The Professor looks around, looks back at the Driver.
HUGO
Thank you so much.
He takes off his coat, hands it to the Driver and gets back into the sleigh. The Driver exhales heavily.
CUT TO:
INT. ZURICH AIRPORT TERMINAL – DAY
Doors open, the Driver hustles the Professor in through the doors, carrying his bag and coat. Two young clean-cut men, BERT FINE and MEL GLEASON, both in bright blue uniforms with a big yellow "A" on the label, spot the Professor, rush across the terminal to him.
BERT
Professor Zinzermacher?
HUGO
(cheerfully)
No, I'm Professor Zinzermacher.
Bert and Mel look at each other. The Driver shakes his head, hands the bag and coat to Bert and Mel and walks away.
HUGO (CONT'D)
I am Professor Hugo Zinzermacher. Hugo you way und I'll go mine.

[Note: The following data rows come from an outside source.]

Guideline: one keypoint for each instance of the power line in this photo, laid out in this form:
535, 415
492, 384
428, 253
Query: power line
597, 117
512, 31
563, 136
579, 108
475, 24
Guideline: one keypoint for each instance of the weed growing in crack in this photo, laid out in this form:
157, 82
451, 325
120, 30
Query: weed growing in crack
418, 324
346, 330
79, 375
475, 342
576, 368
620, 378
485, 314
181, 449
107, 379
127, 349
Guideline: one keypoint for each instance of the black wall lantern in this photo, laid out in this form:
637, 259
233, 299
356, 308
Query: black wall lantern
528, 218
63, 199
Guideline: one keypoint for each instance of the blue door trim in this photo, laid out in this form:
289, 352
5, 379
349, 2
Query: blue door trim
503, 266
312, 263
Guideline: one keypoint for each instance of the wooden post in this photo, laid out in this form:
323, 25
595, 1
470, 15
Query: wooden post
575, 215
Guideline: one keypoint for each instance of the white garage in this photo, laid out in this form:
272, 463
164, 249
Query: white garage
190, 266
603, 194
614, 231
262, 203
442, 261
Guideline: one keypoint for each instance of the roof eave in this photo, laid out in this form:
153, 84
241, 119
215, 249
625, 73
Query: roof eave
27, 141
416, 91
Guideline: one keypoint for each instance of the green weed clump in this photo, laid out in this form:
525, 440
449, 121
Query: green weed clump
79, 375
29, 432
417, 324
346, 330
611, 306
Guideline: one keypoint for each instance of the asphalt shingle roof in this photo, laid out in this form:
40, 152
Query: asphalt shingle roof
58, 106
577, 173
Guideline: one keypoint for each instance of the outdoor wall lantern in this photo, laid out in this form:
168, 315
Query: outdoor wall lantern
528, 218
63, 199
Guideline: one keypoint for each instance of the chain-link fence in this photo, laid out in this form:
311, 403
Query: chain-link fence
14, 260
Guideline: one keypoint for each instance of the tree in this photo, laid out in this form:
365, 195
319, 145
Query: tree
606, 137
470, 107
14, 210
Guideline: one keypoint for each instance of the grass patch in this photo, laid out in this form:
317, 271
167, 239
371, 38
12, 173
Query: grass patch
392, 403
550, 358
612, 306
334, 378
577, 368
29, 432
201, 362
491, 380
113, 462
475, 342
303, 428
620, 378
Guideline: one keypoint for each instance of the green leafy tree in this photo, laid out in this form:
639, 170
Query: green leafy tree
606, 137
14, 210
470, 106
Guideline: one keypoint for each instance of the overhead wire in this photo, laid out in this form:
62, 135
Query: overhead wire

He extends a hand. They each shake it. Under the following wails the low, sonorous boom of an Alpine horn.
BERT
Bert Fine.
MEL
Mel Gleason. It's an honor to meet you, sir.
HUGO
You boys seemed a bit confused at first.
BERT
It's a long flight from Kansas, we're a little jet lagged.
CUT TO:
BERT, MEL AND THE PROFESSOR
Mel looks at his watch.
MEL
That's us. Have your ticket, Professor?
HUGO
Well, I don't mind if I do. What kind?
Mel and Bert look at each other again.
BERT
Would you mind going through your pockets, Professor –
MEL
And see if you're in possession of an airline ticket to Kansas.